Wir entschieden uns selbstverständlich größtenteils für ungarische Speisen und bestellten folgendes:

  • Gulaschsuppe mit Gebäck nach Art des Hauses
  • Kartoffelsuppe
  • Rindsgulyas mit Nockerl
  • Fiakergulyas mit Serviettenknödel, Würstel, Spiegelei und Gurkerl
  • Sarma (Hausgemachte Krautrouladen)
  • Somlauer Nockerl (Biskotten mit Rum, Rosinen, Schokosauce, Nüssen und Schlagobers)

Sowohl die Gulaschsuppe als auch die Kartoffelsuppe kamen aus der Dose und wurden nur noch etwas mit Gewürzen aufgepeppt, davon sind wir überzeugt. Das Indiz dazu lieferte uns die Konsistenz und die sehr auffällig gleichmäßig geschnittenen kleinen Gemüse- und Fleischstücke, welche für industriell gefertigte Dosen-“Nahrung“ typisch ist. Zu der Gulaschsuppe wurde übrigens noch ein Fladenbrot in einen Brotkorb serviert. Leider wurde es aufgebacken, war noch teilweise warm und an einigen Stellen dafür schon sehr hart, was darauf schließen lässt, dass hier ein älteres bzw. eingefrorenes Fladenbrot ganz einfach wieder frisch gemacht wurde.

Die Krautroulade bestand ausschließlich aus Kraut, die Fülle ist entweder abhanden gekommen oder war niemals vorhanden. Geschmacklich war es sehr fade, eine Katastrophe! Allerdings nur für ein paar gewickelte Krautblätter fast 10,-- € zu verlagen, grenzt schon an Größenwahn.

Auch das Fiakergulyas hätte ich geschmacklich genauso, wenn nicht sogar besser und würziger bei jedem österreichischen Wirten auch bekommen können, dazu brauche ich nicht ungarisch essen zu gehen.
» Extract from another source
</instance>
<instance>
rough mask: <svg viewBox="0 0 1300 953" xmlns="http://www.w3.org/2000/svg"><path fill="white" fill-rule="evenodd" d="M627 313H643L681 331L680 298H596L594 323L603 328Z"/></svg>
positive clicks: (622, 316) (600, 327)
Das Highlight des Abends waren eindeutig die Somlauer Nockerl. Allerdings muss man diese fette Kalorienbombe auch vertragen, ist nicht für jeden geeignet. Übrigens eine Riesenportion, die für zwei reicht.

Abschließend noch ein Wort zum Service. Die Bedienung hatte eine etwas mütterliche Ausstrahlung und war sehr um uns bemüht. Also servicetechnisch gibt es hier keine Beanstandung.

Fazit: Wer in geselliger Runde ungarische oder teilweise sogar österreichische Heurigenlieder (hat uns sehr verwundert) vorgetragen bekommen möchte, ist hier goldrichtig. Geschmacklich darf man sich hier allerdings absolut NICHTS überraschendes erwarten.  Übrigens, die Preise der Speisekarte von der Homepage stimmen teilweise nicht mit den Beträgen, der Vorort aufliegenden Karte, überein.